Which brings us to Wiatt.
The son of a clothing magnate, a Beverly Hills High brat, an aide to former Senator John Tunney, Wiatt loved politics but never thought he’d make a good candidate himself. That’s why he believed he’d make a good agent because he never wanted to be the star. Wiatt rose at ICM to co-chairman because he could massage egos, put out fires, translate boss Jeff Berg’s "vision" into everyday concepts and, most importantly, get Sam Cohn on the telephone. But for years, Wiatt had lived the high life (literally) and, after two divorces and a third marriage (to Berg’s ex-assistant), found himself deeply in debt to ICM. With reportedly over $1.5 million worth of loans outstanding, and most of his compensation tied up in company stock, Wiatt made no secret of the fact that he needed cold hard cash to keep his gilded lifestyle. After looking around, he jumped to Morris.

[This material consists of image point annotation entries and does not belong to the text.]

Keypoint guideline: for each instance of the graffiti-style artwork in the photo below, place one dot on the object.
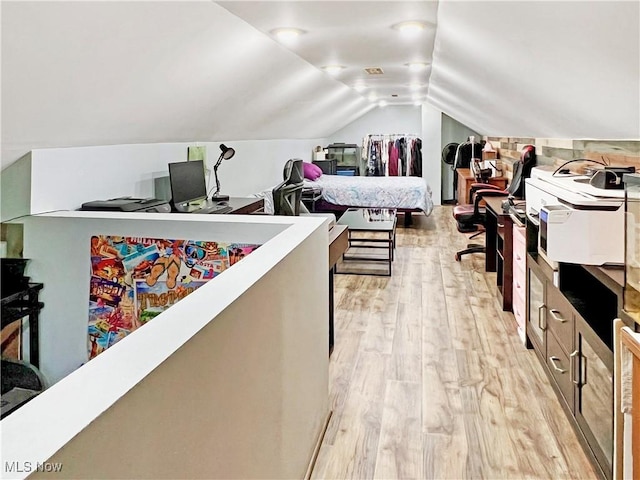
(135, 279)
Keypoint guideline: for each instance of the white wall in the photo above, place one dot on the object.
(539, 69)
(107, 73)
(59, 252)
(432, 149)
(64, 178)
(380, 120)
(213, 387)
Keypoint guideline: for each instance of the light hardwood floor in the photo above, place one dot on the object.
(428, 378)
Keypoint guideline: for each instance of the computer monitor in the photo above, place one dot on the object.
(187, 182)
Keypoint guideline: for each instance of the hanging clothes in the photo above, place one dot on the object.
(392, 155)
(416, 158)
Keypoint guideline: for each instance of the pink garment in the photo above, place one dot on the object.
(393, 159)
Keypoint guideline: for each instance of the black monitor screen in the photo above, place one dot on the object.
(187, 181)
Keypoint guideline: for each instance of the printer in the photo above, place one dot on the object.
(577, 223)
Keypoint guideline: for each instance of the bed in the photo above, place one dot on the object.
(406, 194)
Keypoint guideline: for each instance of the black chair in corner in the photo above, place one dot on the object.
(287, 196)
(471, 218)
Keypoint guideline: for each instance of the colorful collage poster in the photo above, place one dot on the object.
(134, 279)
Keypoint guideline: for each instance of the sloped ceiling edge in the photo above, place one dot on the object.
(539, 69)
(100, 73)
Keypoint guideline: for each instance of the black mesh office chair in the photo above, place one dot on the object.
(471, 218)
(288, 195)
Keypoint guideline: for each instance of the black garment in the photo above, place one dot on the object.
(416, 158)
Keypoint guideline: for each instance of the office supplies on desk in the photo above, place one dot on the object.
(575, 225)
(128, 204)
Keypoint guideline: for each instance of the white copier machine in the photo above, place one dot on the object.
(578, 223)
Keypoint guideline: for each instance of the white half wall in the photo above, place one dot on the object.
(230, 382)
(65, 178)
(432, 150)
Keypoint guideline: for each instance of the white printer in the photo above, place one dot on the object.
(578, 223)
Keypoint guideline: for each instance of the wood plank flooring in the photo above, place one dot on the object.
(428, 378)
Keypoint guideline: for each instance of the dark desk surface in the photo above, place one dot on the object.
(495, 204)
(245, 205)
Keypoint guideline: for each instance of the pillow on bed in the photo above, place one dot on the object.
(311, 171)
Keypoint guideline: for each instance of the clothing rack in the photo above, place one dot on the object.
(392, 154)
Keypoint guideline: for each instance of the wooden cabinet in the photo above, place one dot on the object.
(569, 324)
(536, 315)
(466, 178)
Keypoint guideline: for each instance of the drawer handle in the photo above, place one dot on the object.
(540, 323)
(556, 315)
(555, 367)
(572, 367)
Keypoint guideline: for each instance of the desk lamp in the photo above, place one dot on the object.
(226, 154)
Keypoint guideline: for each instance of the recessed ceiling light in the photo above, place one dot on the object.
(374, 71)
(286, 33)
(410, 27)
(417, 66)
(332, 69)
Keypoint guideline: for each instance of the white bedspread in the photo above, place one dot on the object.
(376, 192)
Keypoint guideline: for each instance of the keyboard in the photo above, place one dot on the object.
(213, 209)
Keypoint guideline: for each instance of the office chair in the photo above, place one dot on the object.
(471, 218)
(287, 196)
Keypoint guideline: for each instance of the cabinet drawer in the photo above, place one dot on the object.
(560, 368)
(519, 280)
(520, 241)
(560, 318)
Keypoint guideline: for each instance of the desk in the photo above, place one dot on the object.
(499, 246)
(338, 244)
(245, 205)
(466, 178)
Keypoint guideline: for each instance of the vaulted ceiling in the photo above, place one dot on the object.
(95, 73)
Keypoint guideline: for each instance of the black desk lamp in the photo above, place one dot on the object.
(226, 154)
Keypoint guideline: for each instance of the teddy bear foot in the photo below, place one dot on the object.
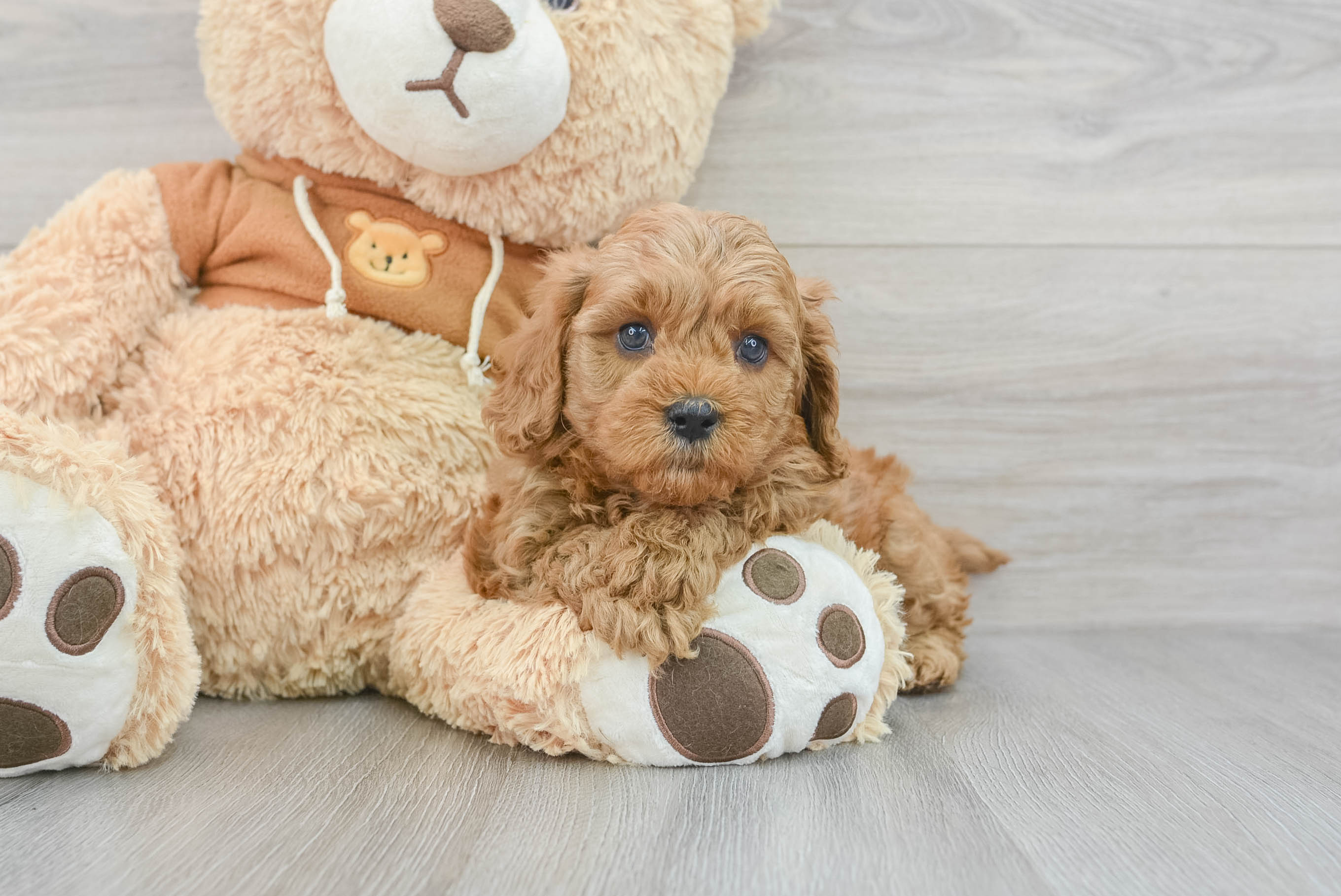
(804, 653)
(68, 655)
(97, 662)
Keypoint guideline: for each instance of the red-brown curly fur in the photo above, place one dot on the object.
(597, 505)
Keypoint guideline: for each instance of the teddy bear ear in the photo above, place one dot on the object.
(751, 18)
(432, 242)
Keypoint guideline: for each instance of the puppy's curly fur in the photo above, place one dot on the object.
(597, 503)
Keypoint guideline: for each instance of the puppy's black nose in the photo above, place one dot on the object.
(692, 419)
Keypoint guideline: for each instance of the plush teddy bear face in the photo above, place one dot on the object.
(545, 121)
(390, 253)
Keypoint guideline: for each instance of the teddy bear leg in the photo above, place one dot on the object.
(78, 296)
(511, 671)
(97, 662)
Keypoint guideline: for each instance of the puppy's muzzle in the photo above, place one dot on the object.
(692, 419)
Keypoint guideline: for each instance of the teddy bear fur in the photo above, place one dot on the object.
(287, 481)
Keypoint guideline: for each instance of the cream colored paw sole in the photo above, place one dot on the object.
(68, 651)
(793, 659)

There are some who believe that Wiatt is an agency lifer and others who suspect he is still on the prowl. With mogul pals like Les Moonves, Tom Freston, Brad Grey and Jeff Katzenberg, he wouldn’t mind joining their club. It’s known he’s available for the Paramount topper job and even the Disney CEO gig. But as long as Hollywood superlawyer Skip Brittenham remains Wiatt’s buddy, the agent will not worry too much about losing his footing at Morris, should a temblor happen to roll through.